Source shell Command Where the keys come from
SCP03 EXPORT-KEYBAG [OutputPath.keys.json] [Label] Scp03Session S-ENC / S-MAC / S-RMAC + SSC + chaining value after AUTH-SD
SCP11.local_access (shell) EXPORT-KEYBAG [OutputPath.keys.json] [Label] last-built pySim BSP (S-ENC, S-MAC, MAC chain, block number, AID)
SCP11.local_access (CLI) python -m SCP11.local_access --dump-keybag <path> same BSP snapshot, non-interactive
SCP11.live (CLI) python -m SCP11.live --dump-keybag <path> no-op: live-mode BSP keys are derived inside the eUICC and never reach the host. The flag prints a clear message pointing at SCP11.local_access or SCP03.

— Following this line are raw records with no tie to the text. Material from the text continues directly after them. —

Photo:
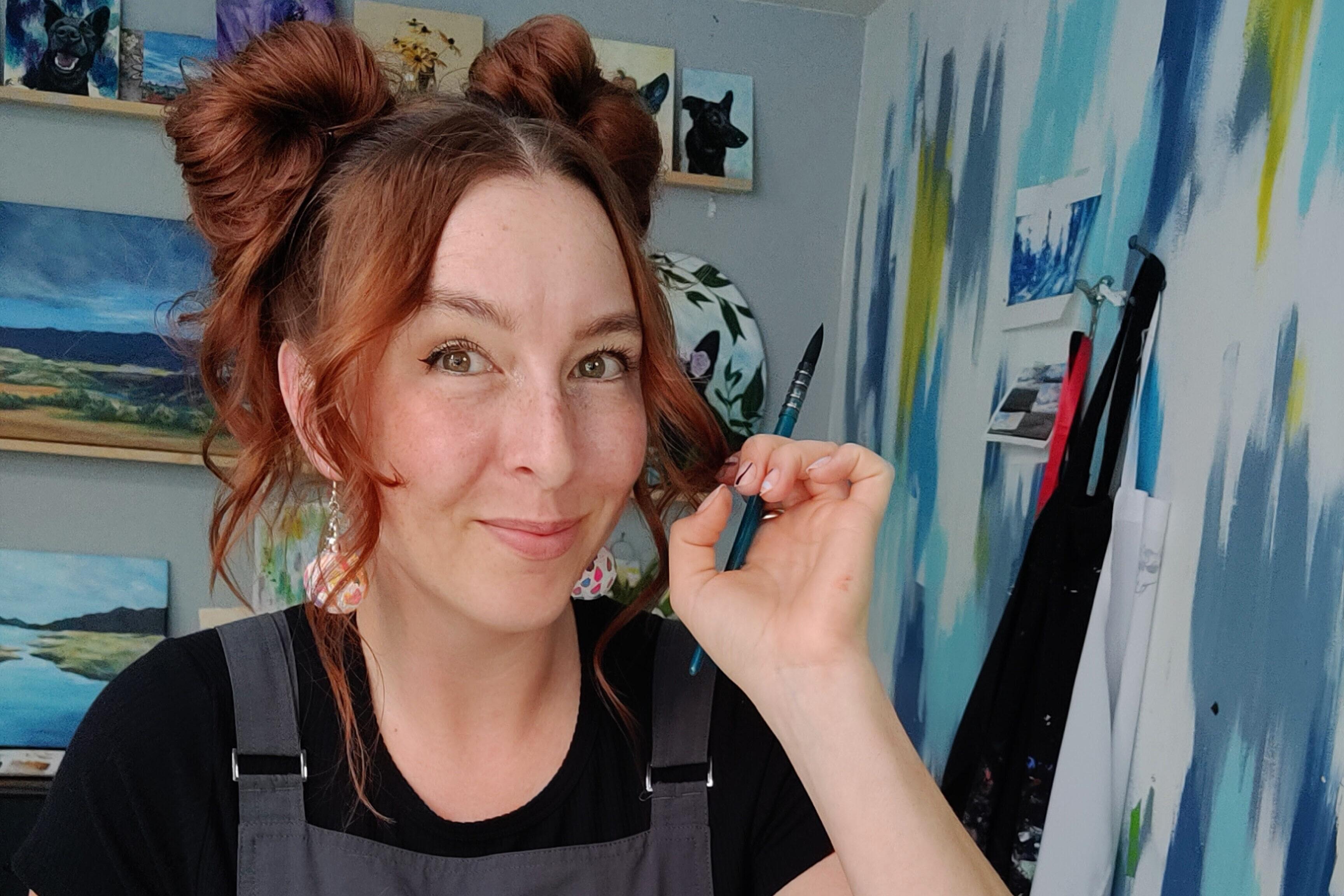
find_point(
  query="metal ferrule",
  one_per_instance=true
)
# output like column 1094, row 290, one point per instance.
column 799, row 389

Both EXPORT-KEYBAG handlers refuse with a clear message when no authenticated session / derived BSP snapshot is available.

Keybag JSON schema

{
  "format": "yggdrasim-hil-keybag/v1",
  "entries": [
    {
      "label": "case-1234",
      "protocol": "SCP03",
      "aid_hex": "A000000151000000",
      "s_enc_hex": "...32 hex chars...",
      "s_mac_hex": "...32 hex chars...",
      "s_rmac_hex": "...32 hex chars...",
      "ssc_hex": "0000000000000000",
      "chaining_value_hex": "",
      "block_nr": 0
    }
  ]
}

Keys:

  • format must be yggdrasim-hil-keybag/v1.
  • entries is a list; multiple SCP03 / SCP11c sessions can coexist in a single file.
  • protocol is "SCP03" or "SCP11c"; the TUI uses it to decide which crypto path to drive.
  • s_enc_hex / s_mac_hex / s_rmac_hex are the session keys (SCP03 naming; SCP11c fills S-RMAC with empty string).
  • ssc_hex / chaining_value_hex / block_nr capture the state the replay engine needs to mirror the on-card counters at the moment of export.
  • aid_hex binds the entry to the SELECT AID that preceded the secure channel on capture time, so multiple sessions against the same card are disambiguated.

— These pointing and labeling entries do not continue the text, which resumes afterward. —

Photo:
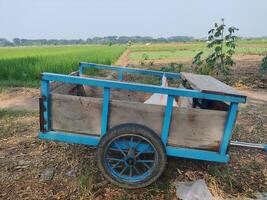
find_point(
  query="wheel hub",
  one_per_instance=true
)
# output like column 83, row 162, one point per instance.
column 130, row 161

Write a keybag with EXPORT-KEYBAG / --dump-keybag or by hand; the schema is stable across v1.

Pitfalls

  • A second PC/SC client cannot open the same reader while the bridge owns it. Close other shells first, or go through the relay side-channel.
  • USB presence alone is not readiness. Wait until the relay advertises status: ok and a non-empty atr.
  • Restarting only the bridge without the supervisor can leave osmo-remsim-client-st2 orphaned. Use the supervisor for normal lifecycle.
  • A flashed firmware mismatch on the SIMtrace2 will let the supervisor enumerate the USB device, but the relay will never come up. Check the remsim-client logs.
  • Offline review mode trusts the capture's ATR / SELECT context. If the keybag entry's aid_hex does not match the AID in the capture the corresponding APDUs simply stay wrapped.
  • SCP11.live --dump-keybag is intentionally a stub — the keys never leave the card in live mode. Use SCP11.local_access or SCP03 for real exports.

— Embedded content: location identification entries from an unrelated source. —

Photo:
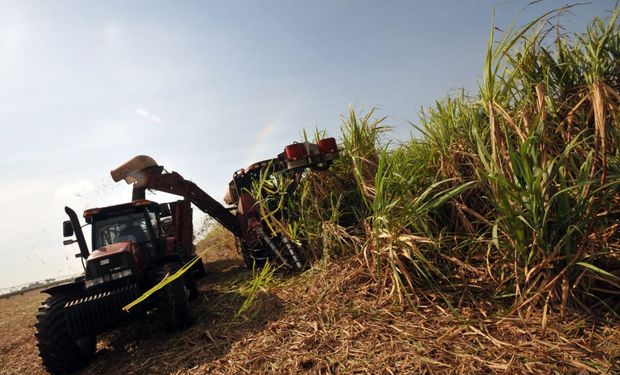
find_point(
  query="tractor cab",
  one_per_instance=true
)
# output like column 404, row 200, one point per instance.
column 129, row 240
column 126, row 240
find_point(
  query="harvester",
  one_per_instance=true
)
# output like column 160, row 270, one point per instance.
column 138, row 244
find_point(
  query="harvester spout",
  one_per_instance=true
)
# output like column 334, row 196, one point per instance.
column 144, row 173
column 136, row 171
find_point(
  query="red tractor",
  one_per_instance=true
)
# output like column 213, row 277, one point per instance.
column 137, row 244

AT+CSIM / AT+CRSM transcoder

Tools/HilBridge/at_simlink.py (3GPP TS 27.007 §8.17 / §8.18) is a transport-agnostic transcoder that turns AT+CSIM=... and AT+CRSM=... request lines into raw ISO 7816 APDUs and stringifies the responses back into +CSIM: / +CRSM: reply lines. Use it when an AT-controlled modem must exercise the simulator or a SIMtrace2-bridged card without a direct PC/SC handle:

Request shape Decoded APDU
AT+CSIM=<length>,"<hex>" raw CLA INS P1 P2 P3 …
AT+CRSM=<command>,<fileid>,<P1>,<P2>,<P3>[,"<data>"][,"<path>"] CLA=0x00, INS from the §8.18 command table

Common modem REFRESH and AT-only flows can therefore be replayed through the same simulator backend the SCP shells use, with no host PC/SC involvement on the modem side.

Optional systemd --user service

guides/systemd/yggdrasim-hil-supervisor.service.example ships as a starting point when the supervisor should be launched on demand under user service control.